In June we published a Tip of the Week article challenging us to establish antiracist learning environments in our classrooms. The sheer magnitude of institutional racism in our society is going to require action by everyone to achieve the changes needed. One of the ways we will contribute to this change is through a series of articles titled “Creating an Anti-Racist Learning Environment.”

The classroom environment has always been a priority at The Daily CAFE. We devote chapters of books to this topic, create website content, and offer an online seminar to improve learning environments so every child thrives and grows as a reader and writer, and we are always learning more. 

Shandreka B. Rankin, a member of our community, shares an ongoing process she uses in her class to create a safe learning space for all students.

Creating an Anti-Racist Learning Environment: Honoring Students During Challenging Times

In 1961, James Baldwin said, “To be a Negro in this country and to be relatively conscious is to be in a state of rage almost, almost all of the time.”

Can we pause and reflect on that for just a moment?

Take a look at the headlines that have been used throughout our nation this year alone. Names of people who look like me and my children are listed as victims. Is it any wonder that we exist in a state of rage and worry?

We are living in a time when the media deems it necessary to play videos of Black people being murdered on repeat. They say the videos are necessary because that’s what’s needed to get a reaction in this nation to promote change. Our students live in that reality—so much so that I can recall a third grader dropping to the ground when police officers passed our playground area and lying on his stomach with his hands behind his back. He explained that this was what he needed to do to keep himself safe.

And yet, when it comes to issues related to the mistreatment of BIPOC, many educators say, “I don’t discuss politics in my classroom.” As if our lives are political issues.

Our students hear the silence around certain topics in our classrooms. They know the spaces where they can enter and feel seen and honored and just be. They deserve an environment that will lift them up and nurture their spirits. These should be #GOALS when it comes to classroom environments.

So, what do we need to do?

As educators, we strive to create an environment where students can dialogue about their thoughts and feelings. A space where students can share their concerns about the injustices of this country and their perspective on how things could be, with the space to strategize with their peers on how to safely be that change. We strive toward creating change agents, reminding students that it has always been the youth of our nation who have demanded that things change. This also means adding Black history to our curriculum, so that students know and understand that young people were involved in the civil rights movement, not just Dr. King and Rosa Parks.

As a classroom teacher, I had my students watch CNN10 (previously called CNN Student News) daily to stay up to date on what was happening around the world. This kept relevant topics in rotation and set the stage for students to have professional discussions about challenging subjects that sometimes prompted differences in opinion, which we called debatable topics.

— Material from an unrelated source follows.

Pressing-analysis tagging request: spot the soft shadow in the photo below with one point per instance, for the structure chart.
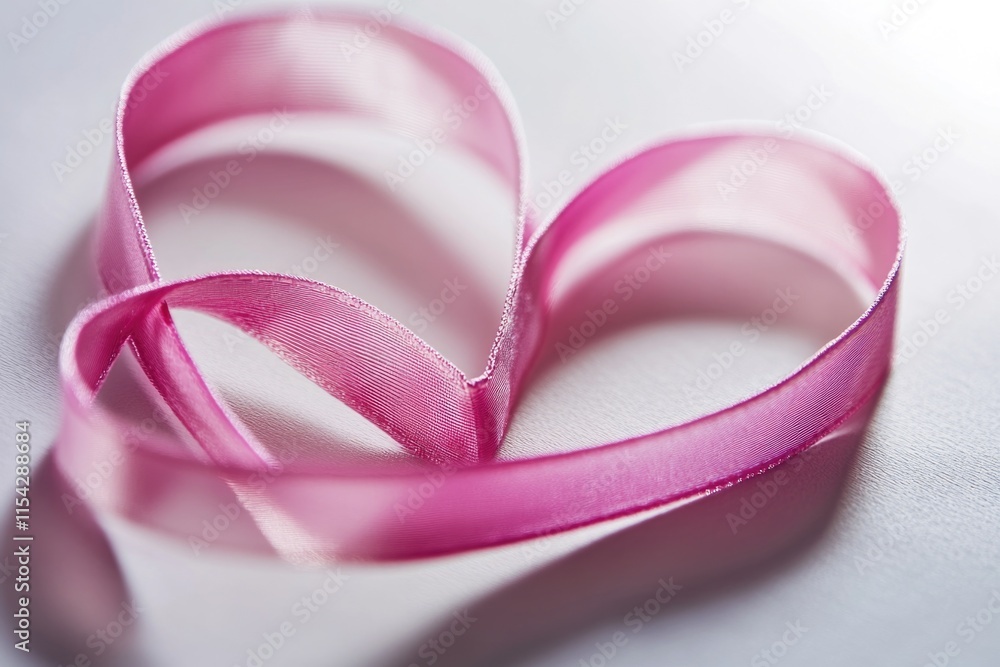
(698, 546)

As a classroom community we were willing to get uncomfortable and sometimes emotional throughout our discussions, but that is what made our classroom so unique. We used protocols to honor one another, and every voice was valued in that space. Every student was allowed to express themselves without judgment as they worked through their thoughts and feelings. Students should be able to have challenging conversations with their peers while maintaining respect and dignity throughout the dialogue, but this has to be taught.

Here are some expectations you might set for discussing debatable topics:

  • Listen respectfully.
  • Everyone has a voice.
  • Ask questions and seek evidence.
  • Use and build on others’ ideas.
  • Paraphrase and seek clarification.
  • Respectfully disagree.
  • Think carefully before speaking.

So, I challenge educators to get uncomfortable in their learning community. Create a safe space for students to share their feelings about the realities of this world. Teach students to honor their voices in a world that often tries to silence them.